EDUCAUSE 2006 – Uncovering the Science in Computer Science: Challenges for the 21st Century

Brian Hawkins started the conference by telling us that more than 7000 people are attending this year.

Vinton G. Cerf was our keynote speaker.  Cerf is currently the Vice President and Chief Internet Evangelist at Google, but he’s had a long history with innovation and the internet.  He was wearing the graduation garb from the University of the Balearic Islands.

Cerf Educause

He briefly mentioned Google Apps for Education – they have 2500 institutions using these applications today.

He is interested in computer science faculty taking up a challenge that has been largely unmet.  Mobile users vastly outnumber computer users around the world.  The largest fraction of internet users are in Asia today, with over 380 million users.

Cerf challenges the idea that computer science is a science.  Normally in science you develop a theory, you predict results, you make measurements, compare with predictions, publish and iterate until predictions and measurements coincide.  But computer science doesn’t work in this way.

Programming efficiency has not kept up with hardware efficiency.  What can we predict?  We cantalk about memory, computing requirements and time, network modeling, language grammar analysis, decidability and optimization.

But we can’t predict how long it will take to complete a program, how long it will take to find the bugs in a program, or how many we will find.  We can’t predict if the program will do what it is supposed to do.  We can’t even tell if a program is a worm or a virus, or even tell if a message is spam.  Spam filtering is fairly effective, but the algorithms we use to detect spam aren’t very sophisticated.

Security is another challenge.  Are there holes in the operating system?  Does this router have vulnerabilities?  Can the network be used to attack itself (auto-immune distributed, reflective denial of service)?  Is the internet a bad configuration?

Cerf says we didn’t put enough authentication into the internet, and we should fix that.  Public-key-cryptography was only published when the internet was getting started, so it wasn’t really available.  We need to know that the information we are receiving is valid, not faked.

Digital signatures have the possibility, along with public-key-cryptography to fix the authentication issue on the internet.  Cerf says we should see something soon along these lines.

But problems often come because of erroneous configurations on any of the pieces that make up the network.  We need to find better ways to find configuration problems.  Until we do we will have an unstable environment.
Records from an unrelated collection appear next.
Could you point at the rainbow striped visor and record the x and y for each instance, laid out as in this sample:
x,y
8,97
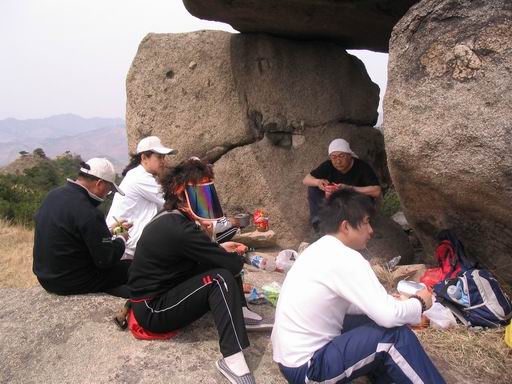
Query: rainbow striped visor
x,y
203,201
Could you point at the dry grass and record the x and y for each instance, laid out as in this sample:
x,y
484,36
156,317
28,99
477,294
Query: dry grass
x,y
477,356
466,355
16,244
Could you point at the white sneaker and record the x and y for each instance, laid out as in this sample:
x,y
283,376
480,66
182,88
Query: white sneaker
x,y
223,368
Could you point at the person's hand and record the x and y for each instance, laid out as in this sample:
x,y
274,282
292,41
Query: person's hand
x,y
207,226
343,186
426,295
233,246
322,183
121,227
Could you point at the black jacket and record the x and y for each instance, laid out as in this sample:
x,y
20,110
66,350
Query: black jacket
x,y
72,242
171,249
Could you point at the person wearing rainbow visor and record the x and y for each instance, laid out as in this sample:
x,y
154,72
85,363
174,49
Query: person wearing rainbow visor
x,y
179,273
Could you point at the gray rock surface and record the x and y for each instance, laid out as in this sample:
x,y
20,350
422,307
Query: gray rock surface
x,y
354,24
50,339
210,91
264,109
448,108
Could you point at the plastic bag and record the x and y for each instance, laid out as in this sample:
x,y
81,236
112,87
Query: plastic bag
x,y
285,259
440,317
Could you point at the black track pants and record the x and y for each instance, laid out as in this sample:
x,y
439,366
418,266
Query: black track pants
x,y
215,290
111,281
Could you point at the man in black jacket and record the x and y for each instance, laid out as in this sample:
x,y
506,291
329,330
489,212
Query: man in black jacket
x,y
74,250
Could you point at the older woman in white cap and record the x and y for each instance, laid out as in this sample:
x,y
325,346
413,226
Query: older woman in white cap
x,y
343,169
143,197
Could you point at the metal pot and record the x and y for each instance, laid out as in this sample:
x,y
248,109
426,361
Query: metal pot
x,y
242,220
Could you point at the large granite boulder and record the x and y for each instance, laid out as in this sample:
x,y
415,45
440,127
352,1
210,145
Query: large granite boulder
x,y
262,108
447,125
354,24
49,339
210,91
264,176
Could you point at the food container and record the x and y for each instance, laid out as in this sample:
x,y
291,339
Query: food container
x,y
330,189
242,220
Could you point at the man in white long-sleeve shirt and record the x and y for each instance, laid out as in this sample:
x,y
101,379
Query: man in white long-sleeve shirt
x,y
335,321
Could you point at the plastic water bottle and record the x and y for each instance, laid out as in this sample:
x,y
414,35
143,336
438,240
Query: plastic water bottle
x,y
260,262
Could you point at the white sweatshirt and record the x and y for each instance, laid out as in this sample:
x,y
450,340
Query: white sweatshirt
x,y
328,281
142,200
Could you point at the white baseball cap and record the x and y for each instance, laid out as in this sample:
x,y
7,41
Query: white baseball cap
x,y
153,144
341,145
102,169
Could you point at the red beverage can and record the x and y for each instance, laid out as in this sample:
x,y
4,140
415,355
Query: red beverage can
x,y
262,224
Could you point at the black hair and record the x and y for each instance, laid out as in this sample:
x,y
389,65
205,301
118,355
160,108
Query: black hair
x,y
188,171
345,204
135,160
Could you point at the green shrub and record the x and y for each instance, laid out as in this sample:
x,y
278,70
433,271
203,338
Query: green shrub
x,y
21,195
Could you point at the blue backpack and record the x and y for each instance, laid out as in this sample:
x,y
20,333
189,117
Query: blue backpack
x,y
476,299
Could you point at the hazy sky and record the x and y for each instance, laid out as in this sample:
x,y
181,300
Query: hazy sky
x,y
72,56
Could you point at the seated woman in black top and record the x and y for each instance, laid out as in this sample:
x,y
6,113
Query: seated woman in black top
x,y
179,273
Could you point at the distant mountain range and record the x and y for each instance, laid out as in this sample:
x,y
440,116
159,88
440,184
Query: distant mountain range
x,y
87,137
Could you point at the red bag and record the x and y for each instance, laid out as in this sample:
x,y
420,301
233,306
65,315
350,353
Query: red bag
x,y
449,265
140,333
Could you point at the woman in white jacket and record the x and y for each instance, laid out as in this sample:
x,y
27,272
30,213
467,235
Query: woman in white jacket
x,y
143,196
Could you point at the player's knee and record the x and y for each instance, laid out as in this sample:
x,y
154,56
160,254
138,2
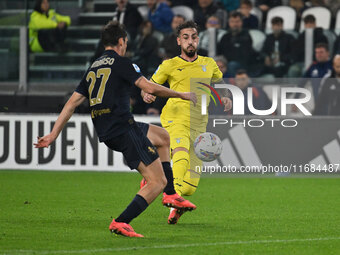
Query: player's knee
x,y
165,138
163,182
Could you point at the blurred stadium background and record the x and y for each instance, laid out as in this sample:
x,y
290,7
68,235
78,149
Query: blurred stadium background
x,y
69,212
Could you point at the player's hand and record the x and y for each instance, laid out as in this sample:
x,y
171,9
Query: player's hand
x,y
44,142
228,104
294,108
189,96
148,98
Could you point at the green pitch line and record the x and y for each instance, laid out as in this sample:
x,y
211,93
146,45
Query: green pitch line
x,y
69,213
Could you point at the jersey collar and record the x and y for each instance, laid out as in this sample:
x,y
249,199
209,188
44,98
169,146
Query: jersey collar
x,y
187,60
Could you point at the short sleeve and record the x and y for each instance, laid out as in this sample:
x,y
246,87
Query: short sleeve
x,y
217,74
129,71
161,74
83,88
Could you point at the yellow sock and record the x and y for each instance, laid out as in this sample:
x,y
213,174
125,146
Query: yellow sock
x,y
192,176
190,183
180,165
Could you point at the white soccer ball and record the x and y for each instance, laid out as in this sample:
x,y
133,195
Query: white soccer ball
x,y
208,146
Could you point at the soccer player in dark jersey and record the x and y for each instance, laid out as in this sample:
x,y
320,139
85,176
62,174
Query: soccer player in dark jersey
x,y
145,147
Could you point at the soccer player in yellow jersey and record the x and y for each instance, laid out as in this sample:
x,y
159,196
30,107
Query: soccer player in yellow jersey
x,y
182,120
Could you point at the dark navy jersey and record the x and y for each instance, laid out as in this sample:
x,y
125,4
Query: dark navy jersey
x,y
107,85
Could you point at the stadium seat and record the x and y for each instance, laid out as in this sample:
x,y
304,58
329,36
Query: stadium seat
x,y
331,37
258,13
158,35
337,23
288,14
258,38
143,10
185,11
322,15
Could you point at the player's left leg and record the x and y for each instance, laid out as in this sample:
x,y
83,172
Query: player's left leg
x,y
159,137
193,175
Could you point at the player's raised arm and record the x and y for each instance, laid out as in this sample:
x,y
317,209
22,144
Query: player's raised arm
x,y
161,91
75,100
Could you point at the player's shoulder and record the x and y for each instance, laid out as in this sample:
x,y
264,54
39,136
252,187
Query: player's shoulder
x,y
207,60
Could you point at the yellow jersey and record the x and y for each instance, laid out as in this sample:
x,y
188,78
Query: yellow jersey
x,y
185,76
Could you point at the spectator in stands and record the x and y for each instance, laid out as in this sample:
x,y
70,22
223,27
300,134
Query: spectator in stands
x,y
145,49
318,70
47,28
128,15
336,48
265,5
299,45
236,45
212,22
328,101
299,6
334,5
277,49
222,64
314,3
160,15
230,5
144,53
188,3
169,47
260,98
250,21
206,8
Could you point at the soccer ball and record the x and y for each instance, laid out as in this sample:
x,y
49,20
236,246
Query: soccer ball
x,y
208,146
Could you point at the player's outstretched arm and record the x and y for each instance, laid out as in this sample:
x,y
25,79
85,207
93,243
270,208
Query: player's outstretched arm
x,y
75,100
161,91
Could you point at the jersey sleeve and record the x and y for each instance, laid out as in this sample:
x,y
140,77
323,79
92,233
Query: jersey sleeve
x,y
129,71
161,74
217,74
83,88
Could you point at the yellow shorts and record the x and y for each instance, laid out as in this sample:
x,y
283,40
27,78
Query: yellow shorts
x,y
183,136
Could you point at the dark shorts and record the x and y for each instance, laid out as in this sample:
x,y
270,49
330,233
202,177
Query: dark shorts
x,y
134,145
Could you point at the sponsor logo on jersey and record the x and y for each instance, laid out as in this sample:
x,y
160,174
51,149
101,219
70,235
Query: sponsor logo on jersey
x,y
136,68
151,150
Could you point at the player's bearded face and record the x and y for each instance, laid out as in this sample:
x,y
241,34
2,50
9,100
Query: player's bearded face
x,y
190,51
188,41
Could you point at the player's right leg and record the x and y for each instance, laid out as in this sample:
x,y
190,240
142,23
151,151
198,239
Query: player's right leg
x,y
155,184
159,137
140,154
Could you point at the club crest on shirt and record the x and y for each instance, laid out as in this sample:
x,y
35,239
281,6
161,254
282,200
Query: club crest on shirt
x,y
136,68
156,70
151,150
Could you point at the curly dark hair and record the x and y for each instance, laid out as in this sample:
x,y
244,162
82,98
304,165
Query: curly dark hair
x,y
187,24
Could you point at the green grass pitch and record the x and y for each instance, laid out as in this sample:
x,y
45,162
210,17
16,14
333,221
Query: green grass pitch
x,y
69,213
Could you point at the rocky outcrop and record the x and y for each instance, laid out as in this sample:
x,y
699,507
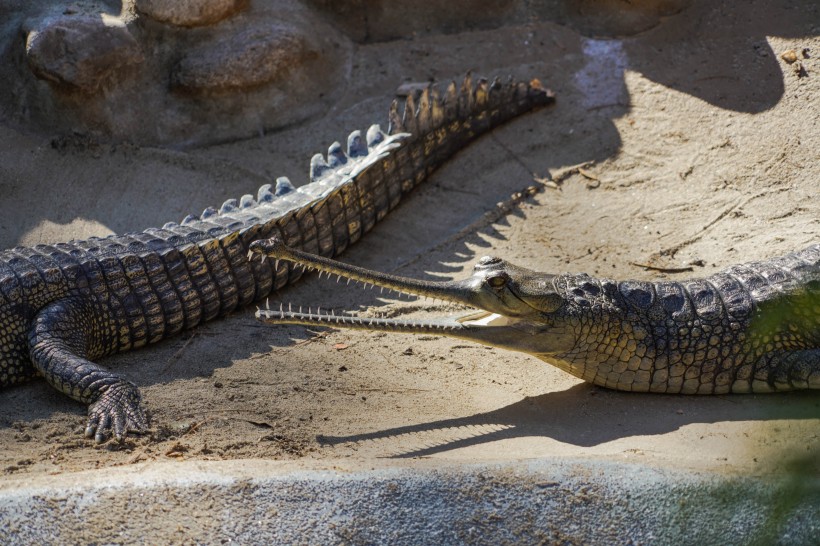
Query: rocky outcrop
x,y
157,72
253,56
81,52
189,13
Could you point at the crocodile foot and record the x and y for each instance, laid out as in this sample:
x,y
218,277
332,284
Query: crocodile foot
x,y
118,410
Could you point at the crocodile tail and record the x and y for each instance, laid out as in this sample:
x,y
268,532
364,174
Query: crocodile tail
x,y
354,186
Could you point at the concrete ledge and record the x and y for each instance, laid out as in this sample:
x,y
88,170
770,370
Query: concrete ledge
x,y
537,501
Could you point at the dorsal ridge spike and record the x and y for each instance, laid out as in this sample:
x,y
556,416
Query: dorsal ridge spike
x,y
356,146
228,206
318,167
283,186
375,136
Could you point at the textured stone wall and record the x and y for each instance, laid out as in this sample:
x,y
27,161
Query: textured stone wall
x,y
190,72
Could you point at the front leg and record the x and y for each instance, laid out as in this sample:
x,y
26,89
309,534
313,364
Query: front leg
x,y
64,335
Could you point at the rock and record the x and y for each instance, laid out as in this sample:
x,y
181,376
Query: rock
x,y
189,13
82,51
251,57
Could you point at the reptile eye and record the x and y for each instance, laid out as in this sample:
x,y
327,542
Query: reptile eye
x,y
498,281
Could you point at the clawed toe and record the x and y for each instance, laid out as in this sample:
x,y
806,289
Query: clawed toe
x,y
118,411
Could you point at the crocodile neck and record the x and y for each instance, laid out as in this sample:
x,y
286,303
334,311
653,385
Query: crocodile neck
x,y
750,328
145,286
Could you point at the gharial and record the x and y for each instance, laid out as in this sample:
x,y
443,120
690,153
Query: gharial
x,y
63,306
751,328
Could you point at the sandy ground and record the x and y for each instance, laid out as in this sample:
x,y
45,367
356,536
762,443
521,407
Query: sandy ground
x,y
698,146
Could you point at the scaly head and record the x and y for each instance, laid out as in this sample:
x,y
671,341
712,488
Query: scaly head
x,y
517,309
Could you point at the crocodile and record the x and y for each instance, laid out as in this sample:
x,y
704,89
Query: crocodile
x,y
66,305
750,328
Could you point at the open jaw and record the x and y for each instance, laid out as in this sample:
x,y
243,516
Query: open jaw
x,y
485,325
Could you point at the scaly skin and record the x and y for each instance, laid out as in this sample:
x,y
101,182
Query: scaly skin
x,y
64,306
750,328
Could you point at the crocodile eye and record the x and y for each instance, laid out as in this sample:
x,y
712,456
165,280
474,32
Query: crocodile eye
x,y
498,280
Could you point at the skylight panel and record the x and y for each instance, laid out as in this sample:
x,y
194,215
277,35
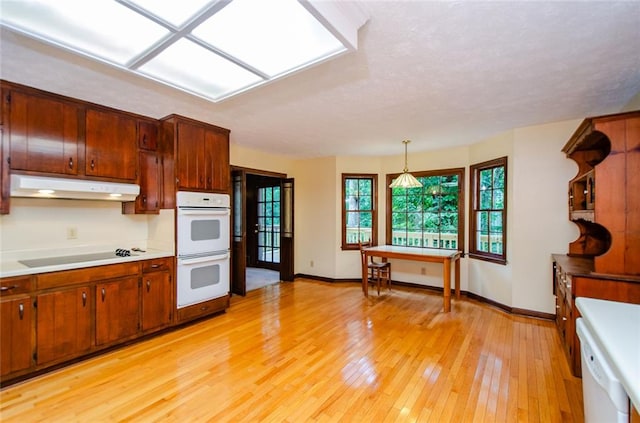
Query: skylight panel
x,y
190,67
175,12
274,36
102,29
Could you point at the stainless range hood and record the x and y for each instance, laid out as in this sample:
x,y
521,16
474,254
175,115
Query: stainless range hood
x,y
45,187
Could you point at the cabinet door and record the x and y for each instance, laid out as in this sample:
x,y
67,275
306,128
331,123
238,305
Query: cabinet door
x,y
147,135
117,310
15,343
190,172
63,324
111,145
217,161
156,300
43,134
149,199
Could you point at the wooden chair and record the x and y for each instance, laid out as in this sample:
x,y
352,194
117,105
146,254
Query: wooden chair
x,y
376,273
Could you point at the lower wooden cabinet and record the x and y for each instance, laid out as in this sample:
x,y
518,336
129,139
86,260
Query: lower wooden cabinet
x,y
16,322
157,299
573,278
63,324
117,310
51,318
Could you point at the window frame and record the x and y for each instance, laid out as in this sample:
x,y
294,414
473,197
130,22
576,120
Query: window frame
x,y
374,208
474,195
460,172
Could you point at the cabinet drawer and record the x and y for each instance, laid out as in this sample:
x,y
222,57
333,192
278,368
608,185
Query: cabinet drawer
x,y
17,285
87,275
157,265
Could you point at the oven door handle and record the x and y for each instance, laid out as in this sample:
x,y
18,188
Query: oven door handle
x,y
197,260
204,212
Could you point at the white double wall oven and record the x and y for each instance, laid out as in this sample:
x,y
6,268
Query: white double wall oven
x,y
203,240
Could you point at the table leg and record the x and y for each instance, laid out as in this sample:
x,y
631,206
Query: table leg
x,y
446,269
457,265
365,277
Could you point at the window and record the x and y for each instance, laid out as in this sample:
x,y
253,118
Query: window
x,y
359,209
488,220
431,216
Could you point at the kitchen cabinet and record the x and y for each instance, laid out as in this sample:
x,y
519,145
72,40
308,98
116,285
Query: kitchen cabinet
x,y
150,181
117,304
157,294
147,135
43,132
201,155
63,324
111,145
16,343
604,203
16,325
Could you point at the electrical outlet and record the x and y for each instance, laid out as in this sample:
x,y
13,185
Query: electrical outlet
x,y
72,232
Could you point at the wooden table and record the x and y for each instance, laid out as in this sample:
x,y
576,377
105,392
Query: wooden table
x,y
432,255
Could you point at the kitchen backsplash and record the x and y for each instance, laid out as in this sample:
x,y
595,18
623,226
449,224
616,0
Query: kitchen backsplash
x,y
36,224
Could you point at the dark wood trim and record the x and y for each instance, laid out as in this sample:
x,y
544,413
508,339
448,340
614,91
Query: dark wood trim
x,y
474,190
460,171
374,209
251,171
511,310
Information Management is another area ready for improvement.  We need more tagging and we need automated tools for doing this.  We don’t have good tools for searching video and audio (“find me a picture that looks like this one…”).  We’ve made heavy use of location, and can index content according to where it is.  Geolocation is coming along, but time (time of day, etc.) should also be included, along with location.

Cerf Educause2

We need to preserve operating systems and software.  This helps us discover old material.  Without this, more and more information will become undiscoverable.

There are new user-oriented paradigms to consider.  Amazon, Tivo, IM, GPS navigators, image and video sharing are all part of the self-service paradigm that makes collaboration more important.  Real estate searches aren’t done in cars anymore; they’re online.

Cerf is very concerned about declining computer science enrollments.  Children are natural scientists, though, so what is causing the failure?  What can we do?  Sputnik was a real surprise back in October 1957.  In January of 1958 the US had created the NSF Science/Technology enrichment program.  ARPA, NASA and a national focus on science, technology and engineering all helped the US – including Cerf himself – to dedicate themselves to science and technology.

Cerf suggests global warming is the new Sputnik.  If we treat this as a national challenge, improved science and technology programs in K-12, designed fossil fuel efficient cards and power generation.  France uses nuclear power to reduce their oil consumption.

This would require massive computing and new algorithms to model.  Tele-working, tele-cooperation, tele-operation, tele-medicine are all possible ways to reduce our dependency on oil.  What else?

Cerf then gave us an update on the Mars rovers and how they’re doing.  It’s a good thing the dust devils blow the dust off the solar panels on the rovers.  He also mentioned how redundant radios have kept the rovers communicating with earth (the first radios died out, but the new ones can communicate with the orbiters).  Cerf sees the internet extending into space, with an interplanetary backbone being created over decades.

Questions were asked.

Cerf Educause3

What about net neutrality?  Google couldn’t have gotten started if the net weren’t freely available.  Cerf hopes this gets addressed better next year.

Someone expressed their concerns about software losing backward compatibility and the loss of information created using that software.  Cerf suggested that software makers be approached about putting their software into escrow when they create it.

What about privacy?  Cerf says there isn’t much.  Americans in particular are willing to give up privacy in exchange for convenience.  The Myspace or iPod generation in particular seems to think it’s cool to share information about themselves.  People need to be trained to think twice about what they are putting up on the internet.  Identity theft is a 200-billion dollar a year problem.  Our definition about what’s personal is going to have to change.